So the market isn't going straight up anymore. Certainly, the market has become more difficult to trade and invest in during the recent sell-off. But for investors or traders who missed much of the rally, the sell-off is a welcome sight.
Indeed, now that the recent jobs report data in the U.S. has slowed even while trade surplus and housing data in China has picked up, a period of consolidation in the S&P 500 and its tracking exchanged trade fund SPY (SPY) may occur over the next couple months. In this kind of environment, I think it is important to find stocks or individual stories that may not need the macro-environment to continue to move higher to go up more.
MasterCard shares topped out at around $445 a share last week, and today they are just dollars off their highs at around $438 a share. Visa shares, after topping out at around $123 a share, are today just a dollar off their all-time highs. These stocks' impressive relative performance has occurred at a time when most of the major indexes like S&P 500 are still off around 5%.

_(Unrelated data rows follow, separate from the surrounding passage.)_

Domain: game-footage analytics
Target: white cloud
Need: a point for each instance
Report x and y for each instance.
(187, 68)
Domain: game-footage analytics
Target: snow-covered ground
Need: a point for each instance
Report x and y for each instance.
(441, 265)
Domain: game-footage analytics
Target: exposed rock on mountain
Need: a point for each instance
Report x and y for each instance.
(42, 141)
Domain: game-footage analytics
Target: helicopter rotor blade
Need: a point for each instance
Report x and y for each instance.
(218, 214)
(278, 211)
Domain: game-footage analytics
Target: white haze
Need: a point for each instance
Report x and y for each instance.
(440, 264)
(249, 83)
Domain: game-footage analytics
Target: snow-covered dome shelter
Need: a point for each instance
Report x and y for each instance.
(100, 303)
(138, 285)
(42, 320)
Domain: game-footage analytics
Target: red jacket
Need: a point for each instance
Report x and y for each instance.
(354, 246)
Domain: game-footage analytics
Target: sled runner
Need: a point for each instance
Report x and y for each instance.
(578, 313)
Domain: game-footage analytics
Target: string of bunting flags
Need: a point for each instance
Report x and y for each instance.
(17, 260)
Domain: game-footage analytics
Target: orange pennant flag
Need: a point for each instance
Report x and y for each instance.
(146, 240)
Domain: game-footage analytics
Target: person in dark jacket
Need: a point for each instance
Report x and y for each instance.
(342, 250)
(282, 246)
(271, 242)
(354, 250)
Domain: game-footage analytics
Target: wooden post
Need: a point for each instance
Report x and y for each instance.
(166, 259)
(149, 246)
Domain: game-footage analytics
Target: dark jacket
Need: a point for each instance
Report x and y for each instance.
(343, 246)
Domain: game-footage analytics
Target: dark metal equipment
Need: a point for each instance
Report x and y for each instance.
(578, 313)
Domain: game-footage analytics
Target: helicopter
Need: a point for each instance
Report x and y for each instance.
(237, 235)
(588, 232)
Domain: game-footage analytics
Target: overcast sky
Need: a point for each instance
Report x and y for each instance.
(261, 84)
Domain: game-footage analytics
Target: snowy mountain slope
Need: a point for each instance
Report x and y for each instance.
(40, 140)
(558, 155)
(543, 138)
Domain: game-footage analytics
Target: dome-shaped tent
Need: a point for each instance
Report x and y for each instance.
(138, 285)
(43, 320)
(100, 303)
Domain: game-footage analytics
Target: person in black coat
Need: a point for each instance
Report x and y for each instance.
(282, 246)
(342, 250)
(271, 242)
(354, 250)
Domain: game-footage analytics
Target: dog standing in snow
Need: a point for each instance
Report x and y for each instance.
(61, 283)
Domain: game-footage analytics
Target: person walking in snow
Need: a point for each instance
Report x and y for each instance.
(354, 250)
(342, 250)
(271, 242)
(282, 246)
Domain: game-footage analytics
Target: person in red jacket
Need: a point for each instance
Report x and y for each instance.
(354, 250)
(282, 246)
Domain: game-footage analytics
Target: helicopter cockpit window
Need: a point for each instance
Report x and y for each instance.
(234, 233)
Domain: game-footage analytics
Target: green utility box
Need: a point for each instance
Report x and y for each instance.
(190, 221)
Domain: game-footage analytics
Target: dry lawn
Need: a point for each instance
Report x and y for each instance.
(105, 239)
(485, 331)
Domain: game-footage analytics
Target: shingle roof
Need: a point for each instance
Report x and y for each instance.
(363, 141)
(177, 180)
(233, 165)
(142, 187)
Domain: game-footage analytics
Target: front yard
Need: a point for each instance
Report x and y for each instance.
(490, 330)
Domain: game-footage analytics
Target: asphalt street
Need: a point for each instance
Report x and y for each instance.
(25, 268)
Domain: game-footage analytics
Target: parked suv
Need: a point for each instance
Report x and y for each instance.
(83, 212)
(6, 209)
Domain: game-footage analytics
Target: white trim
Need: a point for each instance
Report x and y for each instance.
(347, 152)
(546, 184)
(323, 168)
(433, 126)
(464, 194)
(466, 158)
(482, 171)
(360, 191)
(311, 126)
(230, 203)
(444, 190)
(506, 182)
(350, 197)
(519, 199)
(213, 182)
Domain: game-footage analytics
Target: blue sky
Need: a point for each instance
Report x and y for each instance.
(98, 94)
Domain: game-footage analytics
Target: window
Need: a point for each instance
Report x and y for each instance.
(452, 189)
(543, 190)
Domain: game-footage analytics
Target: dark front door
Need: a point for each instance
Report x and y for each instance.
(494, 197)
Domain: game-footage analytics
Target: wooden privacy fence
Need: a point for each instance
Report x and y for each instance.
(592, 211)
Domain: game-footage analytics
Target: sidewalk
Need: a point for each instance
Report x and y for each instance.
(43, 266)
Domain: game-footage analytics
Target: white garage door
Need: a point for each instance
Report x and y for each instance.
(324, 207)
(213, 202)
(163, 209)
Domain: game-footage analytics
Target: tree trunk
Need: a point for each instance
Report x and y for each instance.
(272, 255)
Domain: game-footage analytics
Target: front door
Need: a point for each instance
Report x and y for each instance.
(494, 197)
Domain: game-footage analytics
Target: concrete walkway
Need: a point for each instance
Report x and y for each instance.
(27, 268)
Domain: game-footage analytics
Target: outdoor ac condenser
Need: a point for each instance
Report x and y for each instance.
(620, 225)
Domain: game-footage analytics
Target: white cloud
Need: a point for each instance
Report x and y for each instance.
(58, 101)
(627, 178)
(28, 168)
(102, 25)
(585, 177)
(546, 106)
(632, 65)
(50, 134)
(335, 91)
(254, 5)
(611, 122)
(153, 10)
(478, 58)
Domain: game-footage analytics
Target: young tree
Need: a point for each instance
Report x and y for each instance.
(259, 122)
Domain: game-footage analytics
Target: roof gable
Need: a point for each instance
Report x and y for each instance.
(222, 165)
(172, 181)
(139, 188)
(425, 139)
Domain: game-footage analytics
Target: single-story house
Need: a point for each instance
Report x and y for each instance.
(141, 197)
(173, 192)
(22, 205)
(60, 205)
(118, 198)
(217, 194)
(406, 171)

While I detailed a number of fundamental reasons why I think MasterCard's shares are undervalued longer term in my recent article, several recent reports from the big banks suggest these card processors should report very bullish earnings as well.
Both Citigroup and JP Morgan reported strong credit volume growth of nearly 10% in the fourth quarter, up from a growth number of around 7% in the third quarter. Both banks also reported a significant nearly 10% increase in debit card volume during the same period as well. MasterCard has had very strong earnings during even the toughest period of the last several years. And if debit and credit transactions are increasing, this could be the beginning of a significant uptick in consumer spending here and abroad.
The Charts of Visa and MasterCard, are also very bullish.
Both stocks have consistently made higher lows and higher highs during the last month, and appear ready to breakout.
To conclude, while MasterCard and Visa have both more than doubled in the last two years, these stocks are still up around 20-25% over the last four years after traders and investors first began to fear harsher regulation from Dodd-Frank and the new consumer protection agency.
Now that the consumer protection agency has been centralized within the industry-friendly Federal Reserve and limits on certain kinds of fees like debit card transactions have been fairly mundane, these stocks look ready to run. Both Visa and MasterCard trade at around 15x an average estimate of next year's earnings. Estimates continue to rise, and these companies generate enormous amounts of free cash flow, as well.
While the overall indexes may consolidate for some time, growth stocks with strong individual stories and improving fundamentals should be able to continue to move higher. While some high growth stocks like Apple (AAPL) may lack catalysts for the next couple months, stocks like MasterCard and Visa should be able to continue to move higher as long as credit and debit transactions are increasing.
Disclosure: I have no positions in any stocks mentioned, and no plans to initiate any positions within the next 72 hours.